Fear of the Unknown, Your Mind, and “The Now”

Noam LightstoneSelf-Improvement Leave a Comment

Your mind hates not knowing. Your mind fears the unknown and loves the familiar. It loves knowing exactly what will happen, when, and will engage in self-sabotaging behaviors in ORDER to get what has happened before so it that much more familiar and re-inforce what it knows. It will make you assume what happened before in a similar situation will happen again, like not getting the job interview or being rejected by a person you would like to go talk to.

 

The mind can be an amazing wonder of nature but a terrible burden as well.

 

We’ve all been in our heads before. We’re thinking so many thoughts we can’t focus, our eyes hurt… We worry, we don’t know what to do. We get angry, upset, depressed… a whole slew of emotions because we can’t seem to shut the voice up inside our head that keeps talking: That fight and unknowing about our relationship. Worries about our finances. Feeling stressed with so much to do in one day. It can be overwhelming and shut your body down.

 

Why Does the Mind Fear the Unknown?

The mind makes millions of calculations and decisions every day. To simplify things, it uses reference experiences, or similar situations that have happened in your past to tell you whether to move forward with what you are doing or to stop (fight or flight). It does this to keep you safe without having to take in the new information.

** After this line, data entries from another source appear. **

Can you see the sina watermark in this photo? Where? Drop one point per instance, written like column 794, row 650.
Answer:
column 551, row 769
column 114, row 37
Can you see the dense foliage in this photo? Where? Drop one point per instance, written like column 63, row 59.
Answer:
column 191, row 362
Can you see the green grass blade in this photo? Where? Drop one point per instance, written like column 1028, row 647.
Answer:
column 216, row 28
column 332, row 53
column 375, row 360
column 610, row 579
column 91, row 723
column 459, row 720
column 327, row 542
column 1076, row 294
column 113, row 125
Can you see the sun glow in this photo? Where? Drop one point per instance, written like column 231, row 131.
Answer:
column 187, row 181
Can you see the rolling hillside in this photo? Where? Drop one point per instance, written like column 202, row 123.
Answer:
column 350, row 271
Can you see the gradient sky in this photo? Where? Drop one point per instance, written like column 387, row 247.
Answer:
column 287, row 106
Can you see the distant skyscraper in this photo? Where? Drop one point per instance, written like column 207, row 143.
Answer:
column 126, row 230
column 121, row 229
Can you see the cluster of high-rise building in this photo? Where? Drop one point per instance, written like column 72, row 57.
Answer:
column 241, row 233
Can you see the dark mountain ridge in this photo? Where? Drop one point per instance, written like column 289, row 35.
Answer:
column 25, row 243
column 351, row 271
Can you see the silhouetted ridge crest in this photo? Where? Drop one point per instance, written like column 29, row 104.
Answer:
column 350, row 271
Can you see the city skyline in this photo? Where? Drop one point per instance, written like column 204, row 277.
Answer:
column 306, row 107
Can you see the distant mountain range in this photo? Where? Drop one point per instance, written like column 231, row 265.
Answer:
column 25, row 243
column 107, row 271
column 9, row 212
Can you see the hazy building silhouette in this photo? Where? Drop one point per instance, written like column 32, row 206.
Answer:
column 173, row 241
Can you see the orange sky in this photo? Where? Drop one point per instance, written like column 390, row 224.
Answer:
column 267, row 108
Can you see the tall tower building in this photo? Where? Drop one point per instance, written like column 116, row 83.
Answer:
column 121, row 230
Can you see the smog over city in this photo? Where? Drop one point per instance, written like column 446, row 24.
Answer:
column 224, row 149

But of course, this can be highly inaccurate. What happened before doesn’t necessarily have to happen again.

 

So what can you do?

 

There has been a huge influx of the zen view of “living in the now”, most commonly popularized by the book The Power of Now by Eckart Tolle (a must read).

“Living in the now” is so simple yet complex. All it involves is putting ALL of your focus on to what you are doing. If you are washing the dishes, you are washing the dishes. If you are giving a speech, you are giving a speech. You are not thinking about what you have to do later tonight. You are not thinking about your significant other. Those are thoughts of your mind and not actually happening right NOW.

Anchoring yourself to the now involves using your physical sensations. Feeling the water when washing the dishes, feeling the tension in your shoulders before giving a speech… any use of the five physical senses (seeing, hearing, feeling, tasting, smelling) to keep yourself out of your mind.

This is FAR easier said than done, especially if you have something extremely compelling pulling at you, or that you know is coming up. But when you are in the now you will be able to tell. While separating yourself from your mind is a skill that requires practice, most people can tell when they are up in their heads versus being immersed in what is in front of them.

 

Tips for Facing the Unknown and Staying in the Now

  1. Physical sensations – practice feeling whatever is going on with them right at the present moment, and feeling your mind start wandering
  2. Meditation – look up on how to meditate, also the subject of a future post, which helps quiet the mind and focus on one thing at a time
  3. Observation of thoughts – your mind will always create thoughts, but that doesn’t mean you have to engage them. You can just see them, hear them, and let them go. Latching on to them and churning on them is what creates suffering

Most importantly: DO IT SOONER RATHER THAN LATER. Whatever it is you are starting to ruminate over, stop. Go do it. Your mind is making it seem worse that it will be, and it almost ALWAYS will. The fear will cause you to procrastinate, and make excuses out of not knowing what will happen. You fear the worst possible scenario. Get on with it, go face your fear and see what happens. It’s better to take a chance and face what you are worrying about than regret it later. Apply this to meeting someone, having a difficult conversation, making a call for a job, and so on. Fear only grows with time as you let it fester.

Don’t let imaginary thoughts of what could happen, win. There is only one way to find out what will truly occur in life. Try to pull yourself back to the present when you feel yourself start to churn and overthink. This does not mean what actually DOES happen will be positive, but it sure as hell beats trying to micro-calculate every possible scenario that could happen in preparation for the possibilities, or not doing anything at all.

 

Once you feel “the now”, even for a few seconds, you’ll see how beautiful the present can be, and contrast it to how terrible living in the mind can be.